The final UI design enables users to effortlessly create cartoon-style scene compositions with just a few clicks. By considering the product type, we ensured that all UI elements are responsive and compatible with both web and mobile formats. This guarantees a seamless and user-friendly experience across different devices and screen sizes.

Field Test

As the main host of the exhibition, I demonstrated the service and collected user feedback. During the field study, I collected individual user responses and assessed their comprehension and understanding of the service. The results were highly positive, as users were able to effectively write input sentences with all the necessary elements and expressed satisfaction with the AI-recommended scenes. They enthusiastically used the scene recommendation buttons to modify scenes, and the overall feedback was described as "fun" and "unbelievable." Many participants believed that children would particularly enjoy using the service.

Reflection

Throughout this project, I gained insights into the importance of providing users with clear guidance and options to enhance functional accessibility. Leaving users without proper guidance could lead to confusion and limited usage of the features. I realized that granting users appropriate control over the service and designing an intuitive interface to showcase the technology's potential were equally crucial aspects as the technology itself.
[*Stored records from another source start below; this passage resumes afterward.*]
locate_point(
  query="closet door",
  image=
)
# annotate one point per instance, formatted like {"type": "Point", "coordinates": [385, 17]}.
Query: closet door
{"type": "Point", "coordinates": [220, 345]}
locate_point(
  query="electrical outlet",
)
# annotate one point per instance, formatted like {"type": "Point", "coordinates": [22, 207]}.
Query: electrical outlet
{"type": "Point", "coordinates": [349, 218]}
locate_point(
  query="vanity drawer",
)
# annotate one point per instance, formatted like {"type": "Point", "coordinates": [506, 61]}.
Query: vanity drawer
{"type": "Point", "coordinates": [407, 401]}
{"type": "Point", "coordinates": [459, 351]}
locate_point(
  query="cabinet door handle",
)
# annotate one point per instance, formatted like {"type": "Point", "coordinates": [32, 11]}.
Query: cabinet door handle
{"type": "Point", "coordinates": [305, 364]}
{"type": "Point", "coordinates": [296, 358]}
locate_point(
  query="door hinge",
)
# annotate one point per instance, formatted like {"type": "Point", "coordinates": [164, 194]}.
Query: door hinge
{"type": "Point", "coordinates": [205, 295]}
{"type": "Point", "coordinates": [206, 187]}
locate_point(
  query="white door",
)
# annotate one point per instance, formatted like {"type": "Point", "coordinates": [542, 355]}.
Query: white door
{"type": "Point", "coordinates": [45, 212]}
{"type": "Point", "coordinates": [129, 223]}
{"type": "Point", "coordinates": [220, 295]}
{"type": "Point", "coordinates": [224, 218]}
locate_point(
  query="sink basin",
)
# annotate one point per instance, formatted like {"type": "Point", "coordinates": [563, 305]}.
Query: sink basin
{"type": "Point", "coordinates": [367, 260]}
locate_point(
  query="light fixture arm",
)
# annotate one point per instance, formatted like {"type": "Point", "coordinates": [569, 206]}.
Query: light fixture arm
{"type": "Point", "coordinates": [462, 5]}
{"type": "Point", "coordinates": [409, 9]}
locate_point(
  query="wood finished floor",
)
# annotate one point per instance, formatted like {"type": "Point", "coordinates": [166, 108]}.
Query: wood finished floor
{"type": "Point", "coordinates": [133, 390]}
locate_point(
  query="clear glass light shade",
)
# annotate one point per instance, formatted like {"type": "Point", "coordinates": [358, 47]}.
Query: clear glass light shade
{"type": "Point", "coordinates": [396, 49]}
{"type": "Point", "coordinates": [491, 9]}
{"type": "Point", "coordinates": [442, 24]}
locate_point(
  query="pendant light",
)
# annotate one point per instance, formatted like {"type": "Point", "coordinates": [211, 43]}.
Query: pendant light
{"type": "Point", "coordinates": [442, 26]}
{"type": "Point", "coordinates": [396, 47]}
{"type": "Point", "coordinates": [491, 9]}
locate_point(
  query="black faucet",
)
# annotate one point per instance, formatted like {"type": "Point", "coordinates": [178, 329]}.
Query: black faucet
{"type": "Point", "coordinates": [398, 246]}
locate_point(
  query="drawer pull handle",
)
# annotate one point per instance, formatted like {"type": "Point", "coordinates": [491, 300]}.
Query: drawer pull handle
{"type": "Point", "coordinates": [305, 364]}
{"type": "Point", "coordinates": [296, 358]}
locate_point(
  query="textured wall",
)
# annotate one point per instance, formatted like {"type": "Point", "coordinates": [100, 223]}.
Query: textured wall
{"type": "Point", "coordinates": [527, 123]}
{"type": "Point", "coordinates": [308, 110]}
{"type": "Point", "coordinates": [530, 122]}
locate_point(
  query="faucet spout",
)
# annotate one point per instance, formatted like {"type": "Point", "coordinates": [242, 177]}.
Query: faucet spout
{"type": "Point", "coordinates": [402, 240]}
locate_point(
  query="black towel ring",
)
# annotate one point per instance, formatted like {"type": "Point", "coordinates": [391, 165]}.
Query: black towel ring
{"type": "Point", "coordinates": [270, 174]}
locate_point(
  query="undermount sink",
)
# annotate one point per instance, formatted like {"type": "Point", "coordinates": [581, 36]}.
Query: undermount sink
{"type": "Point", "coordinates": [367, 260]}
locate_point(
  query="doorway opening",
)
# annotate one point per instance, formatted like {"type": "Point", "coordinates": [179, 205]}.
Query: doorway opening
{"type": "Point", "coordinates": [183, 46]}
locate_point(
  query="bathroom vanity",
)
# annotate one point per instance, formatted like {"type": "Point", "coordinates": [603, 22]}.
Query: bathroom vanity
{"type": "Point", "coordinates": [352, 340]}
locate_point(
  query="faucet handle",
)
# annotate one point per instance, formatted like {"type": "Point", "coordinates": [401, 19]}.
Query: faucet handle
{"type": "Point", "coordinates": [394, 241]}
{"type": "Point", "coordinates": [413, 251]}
As the project progressed, Tooning aimed to expand the functionality to enable users to create multiple scenes simultaneously. Before leaving the company, I contributed to the design of an upgraded UI that allowed users to select more options to create accurate scenes efficiently.

Overall, this experience taught me valuable lessons in user-centric design and the significance of continuously improving and evolving products based on user feedback and needs.